2. Perintah Nabi shallallahu ‘alaihi wasallam kepada sahabat agar mengambil bacaan dari sahabat yang mampu dalam bidang ini sebagaimana sabda Nabi shallallahu ‘alaihi wasallam:
“Dari Abdullah bin Amr bin Ash berkata, telah bersabda Rasulullah shallallahu ‘alaihi wasallam, “Mintalah kalian bacaan Al Qur’an dari Abdullah bin Mas’ud, Salim Maula Abi Hudzaifah, Ubay bin Ka’ab, Mu’adz bin Jabal.” (HR. Bukhari dan Muslim)
Ini adalah para sahabat yang mulia, padahal mereka itu orang-orang yang paling fasih dalam pengucapan Al Qur’an masih disuruh belajar, lalu bagaimana dengan kita orang asing yang lisan kita jauh dari lisan Al Qur’an?
3. Dan dalil yang paling kuat sebagaimana apa yang diriwayatkan oleh Sa’id bin Mansur ketika Ibnu Mas’ud menuntun seseorang membaca Al Qur’an.

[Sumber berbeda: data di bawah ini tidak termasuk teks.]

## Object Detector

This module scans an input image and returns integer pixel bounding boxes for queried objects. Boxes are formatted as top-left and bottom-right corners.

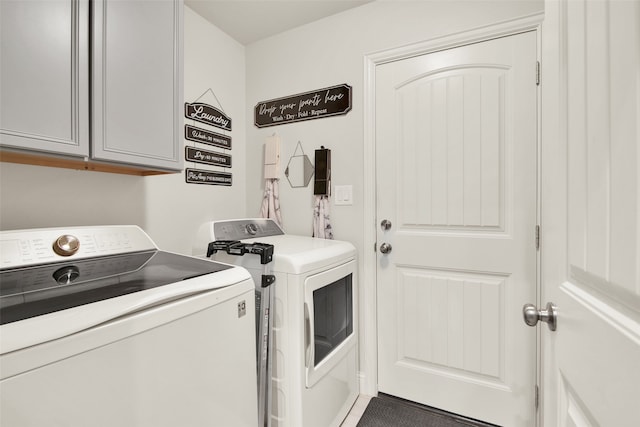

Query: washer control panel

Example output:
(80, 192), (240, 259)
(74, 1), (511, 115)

(0, 225), (157, 269)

Maka orang itu mengucapkan:
“Innamash shadaqatu lil fuqara-i wal masakin.”
Dengan meninggalkan bacaan panjangnya, maka Ibnu Mas’ud radhiyallahu ‘anhu katakan, “Bukan begini Rasulullah shallallahu ‘alaihi wasallam membacakan ayat ini kepadaku.” Maka orang itu jawab, “Lalu bagaimana Rasulullah membacakan ayat ini kepadamu wahai Abu Abdirrahman?” Maka beliau ucapkan:
“Innamash shadaqaatu lil fuqaraa-i wal masaakiin.”
Dengan memanjangkannya. (HR. Sa’id bin Mansur)
Ibnu Mas’ud langsung menegur orang ini padahal ini tidak merubah arti, akan tetapi bacaan Al Qur’an itu adalah suatu hal yang harus diambil sesuai dengan apa yang Rasulullah ucapkan.
3. Ijma’
Seluruh qura’ telah sepakat tentang wajibnya membaca Al Qur’an dengan tajwid.
Fatwa Para Ulama Dalam Permasalahan Ini
1. Fatwa Ibnu Al Jazary
Tidak diragukan lagi bahwa mereka itu beribadah dalam upaya memahami Al Qur’an dan menegakkan ketentuan-ketentuannya, beribadah dalam pembenaran lafadz-lafadznya, menegakkan huruf yang sesuai dengan sifat dari ulama qura’ yang sampai kepada Nabi shallallahu ‘alaihi wasallam. (Annasyr 1/210)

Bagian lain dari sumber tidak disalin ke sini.